The TNL is one of four separate projects which are included as part of NZTA’s broader SH2 Waihi to Tauranga programme. They include the TNL, Omokoroa to Te Puna, Katikati bypass and Waihi to Omokoroa.
The NZTA’s draft transport agency investment proposal sets out an investment of more than $1.3 billion in state highways in the Bay of Plenty region over the next 10 years to deliver on the government’s priorities.
In the draft TAIP the SH2 Waihi to Tauranga programme has been identified by NZTA as requiring re-evaluation to better align with the government policy statement on land transport. Then it will be reconsidered.
The TNL from Tauranga to Te Puna was due to begin construction in late 2018 and is now part of the re-evaluation process to align with the policy statement.
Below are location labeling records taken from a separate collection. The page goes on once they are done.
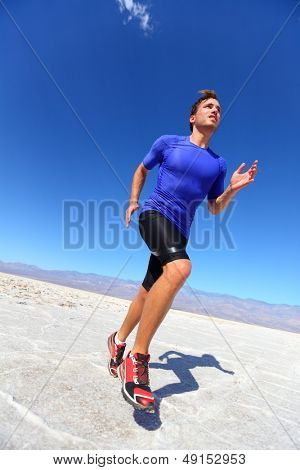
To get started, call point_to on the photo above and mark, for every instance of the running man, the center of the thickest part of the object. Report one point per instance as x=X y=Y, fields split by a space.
x=188 y=172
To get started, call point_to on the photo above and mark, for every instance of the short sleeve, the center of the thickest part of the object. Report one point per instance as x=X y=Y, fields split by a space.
x=217 y=187
x=155 y=155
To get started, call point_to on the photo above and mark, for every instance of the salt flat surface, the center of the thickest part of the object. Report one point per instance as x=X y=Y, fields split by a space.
x=219 y=385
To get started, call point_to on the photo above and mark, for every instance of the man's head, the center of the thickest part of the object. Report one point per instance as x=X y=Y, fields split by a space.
x=206 y=111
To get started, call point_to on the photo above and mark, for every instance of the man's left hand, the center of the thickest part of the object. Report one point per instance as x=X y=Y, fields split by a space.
x=239 y=180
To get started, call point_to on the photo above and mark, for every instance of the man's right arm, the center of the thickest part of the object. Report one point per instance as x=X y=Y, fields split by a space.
x=138 y=181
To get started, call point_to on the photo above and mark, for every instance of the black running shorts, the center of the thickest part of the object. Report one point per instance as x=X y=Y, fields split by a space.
x=164 y=240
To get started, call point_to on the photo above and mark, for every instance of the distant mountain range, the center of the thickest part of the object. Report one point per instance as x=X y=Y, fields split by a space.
x=282 y=316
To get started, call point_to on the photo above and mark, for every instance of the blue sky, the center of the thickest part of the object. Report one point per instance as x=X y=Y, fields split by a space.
x=125 y=73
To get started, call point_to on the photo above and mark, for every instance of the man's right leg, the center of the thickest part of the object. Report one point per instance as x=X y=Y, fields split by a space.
x=159 y=301
x=134 y=314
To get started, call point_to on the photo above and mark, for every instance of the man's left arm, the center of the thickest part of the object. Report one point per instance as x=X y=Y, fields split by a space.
x=238 y=181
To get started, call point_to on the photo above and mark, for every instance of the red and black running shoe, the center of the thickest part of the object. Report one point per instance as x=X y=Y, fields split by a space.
x=134 y=375
x=115 y=354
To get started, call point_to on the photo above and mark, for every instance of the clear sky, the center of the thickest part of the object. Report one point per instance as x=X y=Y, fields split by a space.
x=126 y=72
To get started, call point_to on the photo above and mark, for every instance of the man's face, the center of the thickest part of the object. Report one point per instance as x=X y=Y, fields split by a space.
x=208 y=114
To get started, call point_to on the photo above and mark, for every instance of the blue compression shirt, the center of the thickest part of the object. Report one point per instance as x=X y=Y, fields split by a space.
x=187 y=174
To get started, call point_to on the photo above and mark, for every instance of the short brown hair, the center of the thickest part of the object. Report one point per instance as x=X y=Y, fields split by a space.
x=205 y=95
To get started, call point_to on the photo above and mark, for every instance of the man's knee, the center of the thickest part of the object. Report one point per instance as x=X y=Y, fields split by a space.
x=142 y=293
x=178 y=270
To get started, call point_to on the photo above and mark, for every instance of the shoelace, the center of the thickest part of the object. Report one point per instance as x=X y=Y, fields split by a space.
x=142 y=372
x=119 y=352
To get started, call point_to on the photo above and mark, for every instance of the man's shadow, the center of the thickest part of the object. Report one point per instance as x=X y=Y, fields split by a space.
x=181 y=366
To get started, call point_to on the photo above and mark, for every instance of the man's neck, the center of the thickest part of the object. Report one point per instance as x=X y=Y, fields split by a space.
x=200 y=138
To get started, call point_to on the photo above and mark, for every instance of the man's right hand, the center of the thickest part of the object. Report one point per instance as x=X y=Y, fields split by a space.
x=133 y=206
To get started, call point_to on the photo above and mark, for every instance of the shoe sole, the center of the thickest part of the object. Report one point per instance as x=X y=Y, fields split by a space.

The Omokoroa to Te Puna section, a 7km section of new highway, and the Katikati bypass are entering pre-implementation phase, including design, property purchase and resource consents. Construction of these sections was subject to further funding. These projects are also part of the re-evaluation process.
“Some people will say we had nine years and we didn’t start the Tauranga Norhern Link,” says Simon. “Big projects take a long time, take several years through the consenting, the design, the land acquisition, the planning. But all that was all done. And it’s a matter of record that the project would have been starting this year.”
And he says if re-elected in 2020, National would put the projects back on the table because the consequences in terms of safety and efficiencies are too great.
The government also “needs to keep at it” with the Hairini link, he says. “But they won’t. We always advocated a phased approach – once you have done the underpass, then move up and do the rest of it – the Hairini Bridge through Turret Road and 15th Avenue.”
The government says after intensive investigations it was identified that four-laning 15th Avenue and Turret Road would not be required before 2020. Turret Road became a local council-controlled road in 2015 and the Tauranga City Council is looking to carry out that work in 2021.
Tauranga Labour list MP, Jan Tinetti, also joined the debate. “We had a Minister of Transport living right here in our city, the problems were right on his doorstep but very little was done.” However, she insists she will make sure Tauranga enjoys real progress in dealing with its transport issues.